Death is a fact. No one is immortal. Nothing could guarantee
a person would escape bodily death. As
long as there is life, there will be death. And to dust we shall return (Gen
3:19). We cannot control how long or how
short we want to live. We cannot avoid the coming of death.
When a person passes
away, what really dies is the physical body. The soul 灵魂remains, the
soul is alive. The existence of soul explains the mystery of how two persons
can feel connected even though they are physically apart.
Death can be a learning lesson. Remind/teach others to value
life, to live in the present.
Since we cannot avoid death, let’s live fully活得丰盛. Let’s
live in the present活在当下. Living fully and in the
present is more meaningful than thinking of ways to die or ways to avoid death.
Often, a person commits suicide because he/she wants to reduce the pain or
avoid certain problem – it’s not really a desire to die.
Life is happy if we live fully in the present and we live with
hope and faith. Have hope and faith that
our soul lives on and will return to God, our Creator – thus we attain eternal
life 灵魂归属 得到永生.Even if we have to die
tomorrow, we will not be afraid or sad 迎向死亡 不再死亡.
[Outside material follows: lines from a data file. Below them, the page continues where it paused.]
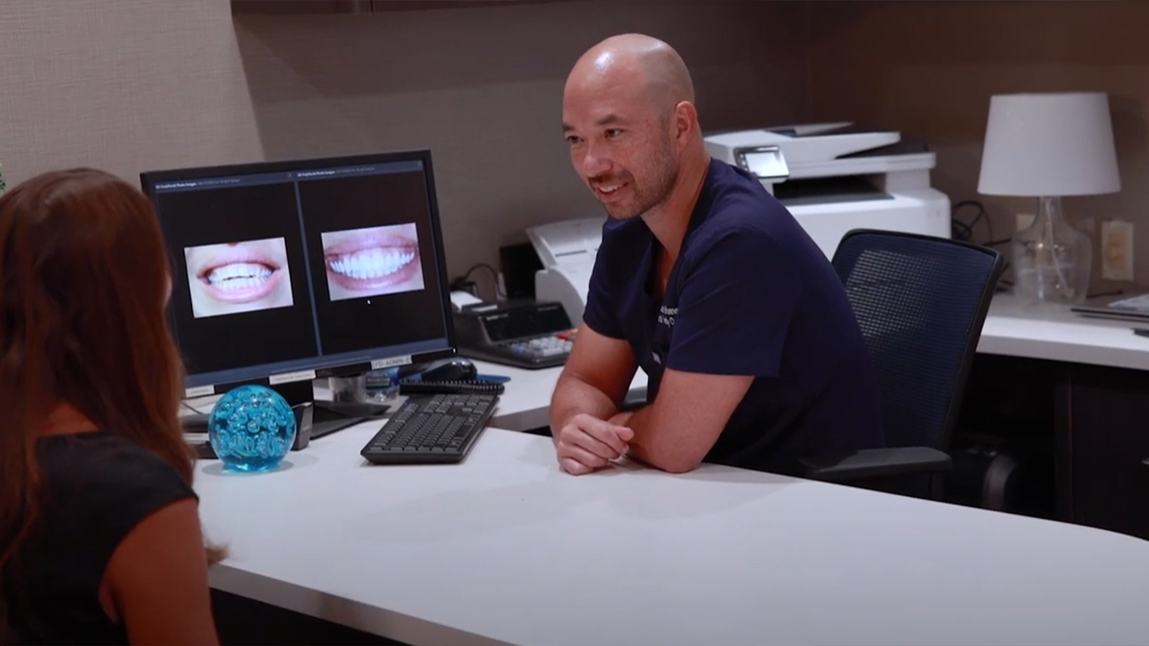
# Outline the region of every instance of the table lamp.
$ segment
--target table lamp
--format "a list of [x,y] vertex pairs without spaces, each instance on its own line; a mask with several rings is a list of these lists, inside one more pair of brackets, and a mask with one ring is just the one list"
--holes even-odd
[[1012,241],[1013,293],[1027,306],[1074,305],[1089,289],[1089,237],[1070,226],[1062,197],[1120,191],[1102,92],[995,94],[978,192],[1038,199]]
Faith is the only and reliable way to eternal life.
Some interesting
and thought provoking questions/topics during Q&A session:
How and what do we look like after we die? Are we at the
same age and look at the time of death?
The speaker responded with: Does it matter? Are you really concerned about
your look? He then spoke about a dying
friend who refused visitation except visit by selected few people. The dying
friend even contemplated to do away with funeral ritual/memorial service as she
did not want to bother others. The
speaker asked his friend to reconsider: would she be denying the chance for
people who knew her, people whose life she may has touched, to accompany the
last journey with her, to say their goodbyes?